Publication date: 15th December 2025
Zintl phosphides are emerging as an alternative class of inorganic solar absorbers that challenge conventional high-performance paradigms. A key differentiator of these materials is mixed bonding motifs and polyanionic units that depart from conventional II-VI , III-V, and perovskite chemistries. This family has progressively demonstrated unusually long non-radiative carrier lifetimes for inorganic materials, favorable defect physics, and phase stability across multiple synthesis formats. Our initial work on BaCd2P2 established nanosecond-scale recombination dynamics and strong thermal stability in powders. We followed our work on BaCd2P2 powders with the synthesis of quantum dots exhibiting a 21% photoluminescence quantum yield. Continued efforts produced CaZn2P2 thin films at low-temperature with ~30 ns carrier lifetimes (by TRMC), demonstrating translation to device-relevant geometries.
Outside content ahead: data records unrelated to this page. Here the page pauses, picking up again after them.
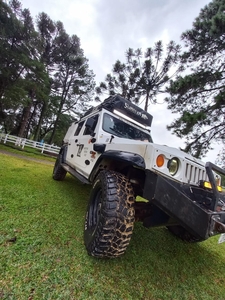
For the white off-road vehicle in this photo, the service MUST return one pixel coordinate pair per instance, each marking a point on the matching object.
(134, 179)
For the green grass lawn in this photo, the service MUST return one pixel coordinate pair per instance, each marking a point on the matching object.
(42, 255)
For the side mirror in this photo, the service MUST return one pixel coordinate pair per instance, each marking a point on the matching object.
(90, 126)
(90, 123)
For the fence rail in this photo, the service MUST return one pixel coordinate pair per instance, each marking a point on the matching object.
(22, 142)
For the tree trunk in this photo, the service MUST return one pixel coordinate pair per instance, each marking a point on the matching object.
(24, 121)
(37, 133)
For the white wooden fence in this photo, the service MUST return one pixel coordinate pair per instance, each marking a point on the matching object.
(22, 142)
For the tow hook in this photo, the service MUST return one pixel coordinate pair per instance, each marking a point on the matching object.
(218, 226)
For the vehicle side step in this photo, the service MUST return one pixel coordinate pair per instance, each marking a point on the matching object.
(75, 173)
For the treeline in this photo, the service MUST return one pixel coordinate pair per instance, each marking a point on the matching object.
(45, 80)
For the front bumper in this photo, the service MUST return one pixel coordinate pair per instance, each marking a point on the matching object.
(199, 211)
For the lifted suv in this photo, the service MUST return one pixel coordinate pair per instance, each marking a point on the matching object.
(134, 179)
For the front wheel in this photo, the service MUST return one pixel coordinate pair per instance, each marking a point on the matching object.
(110, 215)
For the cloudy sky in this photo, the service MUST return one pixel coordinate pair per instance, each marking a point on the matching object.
(107, 28)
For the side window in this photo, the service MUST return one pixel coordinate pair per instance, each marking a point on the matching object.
(79, 128)
(89, 130)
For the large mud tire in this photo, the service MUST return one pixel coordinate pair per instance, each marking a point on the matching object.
(183, 234)
(58, 172)
(110, 217)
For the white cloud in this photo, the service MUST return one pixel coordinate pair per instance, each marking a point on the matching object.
(107, 28)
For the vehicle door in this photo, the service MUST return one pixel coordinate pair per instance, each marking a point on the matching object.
(80, 148)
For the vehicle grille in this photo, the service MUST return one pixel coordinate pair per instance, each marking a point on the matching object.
(194, 174)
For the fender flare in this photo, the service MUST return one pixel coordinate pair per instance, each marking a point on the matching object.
(130, 158)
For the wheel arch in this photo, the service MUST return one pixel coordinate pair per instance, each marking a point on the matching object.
(120, 161)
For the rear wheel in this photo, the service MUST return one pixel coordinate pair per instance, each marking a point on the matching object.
(183, 234)
(110, 215)
(59, 172)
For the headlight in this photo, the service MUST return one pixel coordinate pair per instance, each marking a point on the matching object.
(173, 165)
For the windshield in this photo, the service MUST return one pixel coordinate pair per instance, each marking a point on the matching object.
(122, 129)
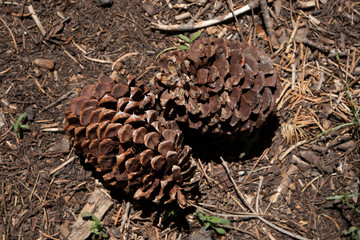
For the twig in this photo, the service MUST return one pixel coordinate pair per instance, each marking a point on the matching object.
(59, 100)
(36, 19)
(125, 217)
(74, 59)
(293, 34)
(12, 35)
(241, 196)
(5, 71)
(201, 12)
(293, 76)
(258, 193)
(122, 58)
(62, 165)
(291, 148)
(231, 4)
(97, 60)
(207, 23)
(267, 21)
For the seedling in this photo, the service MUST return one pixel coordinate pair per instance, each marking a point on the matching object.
(213, 222)
(354, 111)
(169, 214)
(345, 199)
(97, 226)
(18, 127)
(354, 231)
(185, 47)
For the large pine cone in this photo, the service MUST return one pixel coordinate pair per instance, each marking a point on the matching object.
(218, 87)
(115, 126)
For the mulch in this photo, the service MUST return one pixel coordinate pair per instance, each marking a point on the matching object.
(272, 185)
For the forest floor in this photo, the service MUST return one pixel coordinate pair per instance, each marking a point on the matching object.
(50, 49)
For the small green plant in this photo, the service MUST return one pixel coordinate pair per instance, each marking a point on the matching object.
(213, 222)
(97, 226)
(345, 198)
(354, 111)
(188, 41)
(185, 47)
(169, 214)
(354, 231)
(18, 127)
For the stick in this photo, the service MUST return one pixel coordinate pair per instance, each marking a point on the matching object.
(62, 165)
(125, 217)
(59, 100)
(37, 21)
(122, 58)
(207, 23)
(241, 196)
(12, 35)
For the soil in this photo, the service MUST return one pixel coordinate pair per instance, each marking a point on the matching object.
(286, 176)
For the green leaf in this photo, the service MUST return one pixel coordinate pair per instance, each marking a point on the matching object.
(17, 125)
(214, 220)
(207, 225)
(334, 128)
(183, 47)
(86, 215)
(194, 36)
(224, 221)
(24, 126)
(337, 197)
(219, 230)
(185, 38)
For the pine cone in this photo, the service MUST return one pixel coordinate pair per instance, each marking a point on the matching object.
(115, 126)
(218, 87)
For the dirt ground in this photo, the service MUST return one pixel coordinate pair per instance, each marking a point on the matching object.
(50, 49)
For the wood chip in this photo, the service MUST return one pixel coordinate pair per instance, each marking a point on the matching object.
(98, 204)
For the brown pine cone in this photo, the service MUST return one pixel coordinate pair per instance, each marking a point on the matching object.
(114, 125)
(218, 87)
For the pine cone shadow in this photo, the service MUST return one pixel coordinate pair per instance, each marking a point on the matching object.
(234, 148)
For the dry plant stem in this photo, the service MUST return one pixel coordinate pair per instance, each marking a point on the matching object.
(125, 217)
(291, 148)
(293, 34)
(36, 20)
(59, 100)
(207, 23)
(201, 12)
(241, 196)
(62, 165)
(231, 4)
(258, 193)
(12, 35)
(267, 20)
(5, 71)
(293, 76)
(122, 58)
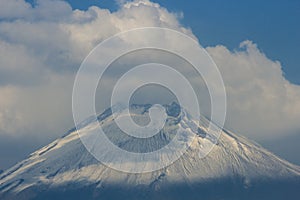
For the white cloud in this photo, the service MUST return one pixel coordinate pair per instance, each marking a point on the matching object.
(41, 50)
(261, 102)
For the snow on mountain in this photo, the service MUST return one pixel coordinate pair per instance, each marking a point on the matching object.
(235, 165)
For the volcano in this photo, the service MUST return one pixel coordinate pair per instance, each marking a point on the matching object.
(236, 168)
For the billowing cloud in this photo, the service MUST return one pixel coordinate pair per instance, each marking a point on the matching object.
(43, 45)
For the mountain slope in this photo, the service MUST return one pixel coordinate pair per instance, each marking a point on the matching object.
(235, 168)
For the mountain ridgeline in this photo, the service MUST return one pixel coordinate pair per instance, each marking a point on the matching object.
(236, 168)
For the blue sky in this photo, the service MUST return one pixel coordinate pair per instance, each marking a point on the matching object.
(36, 89)
(272, 24)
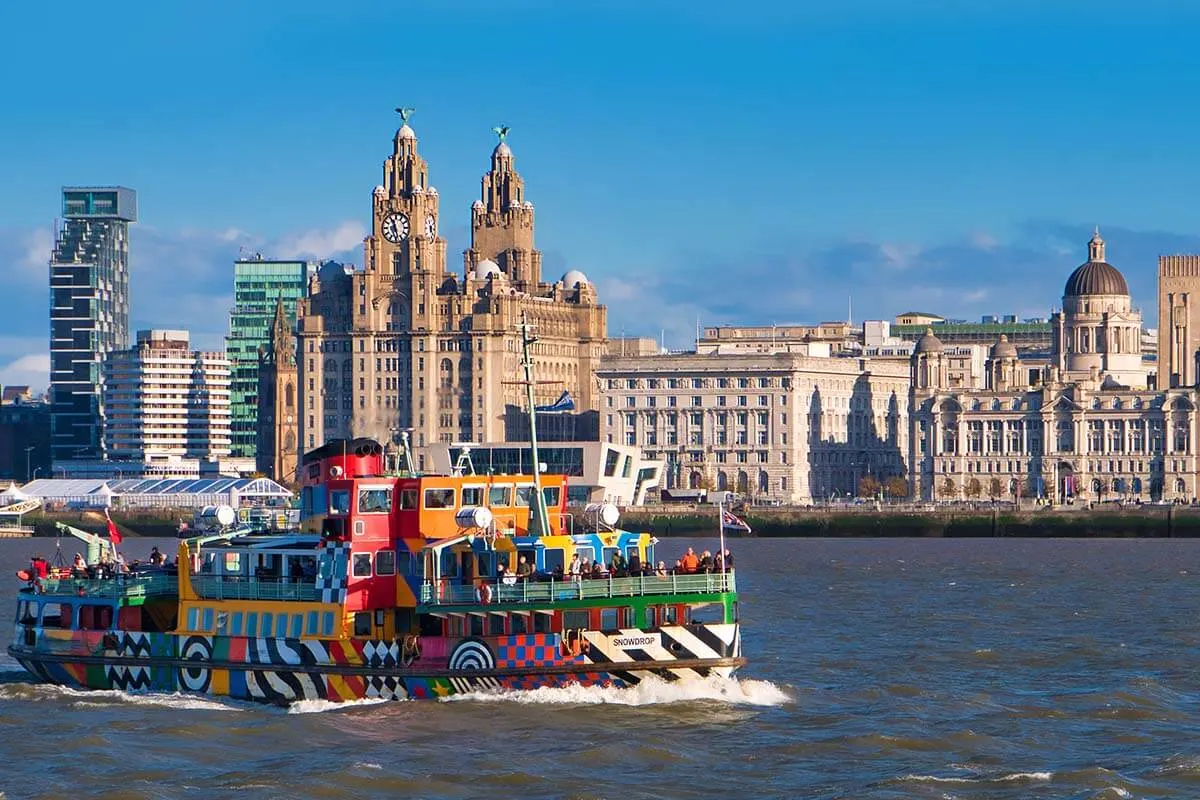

Our recent studies on SrZn2P2 thin films reveal that halide-assisted post-annealing, similar to CdTe’s CdCl2 treatment, improves grain structure and PL intensity, likely through grain-boundary passivation.
ZnP2 represents the most exciting member of this family. Across single-crystal, powder, and thin-film forms, we observe carrier lifetimes in the hundreds-of-nanoseconds range—an exceptional result among inorganic absorbers and an order(s)-of-magnitude improvement over Zn3P2 and similar phosphides. These efforts identify polyphosphide motifs and shallow-defect formation as central to the suppressed non-radiative recombination channels and highlight a broader chemical design space for high-performance semiconductors.
Collectively, these results show that Zintl-phase phosphides constitute a new absorber platform with earth-abundant elements, scalable thin-film growth, and inherently long lifetimes without relying on hybrid chemistries. This work expands the conceptual boundaries of inorganic photovoltaic materials and points toward a wider class of polyanionic and mixed-bond semiconductors with tunable electronic structure, strong absorption, and promising optoelectronic response.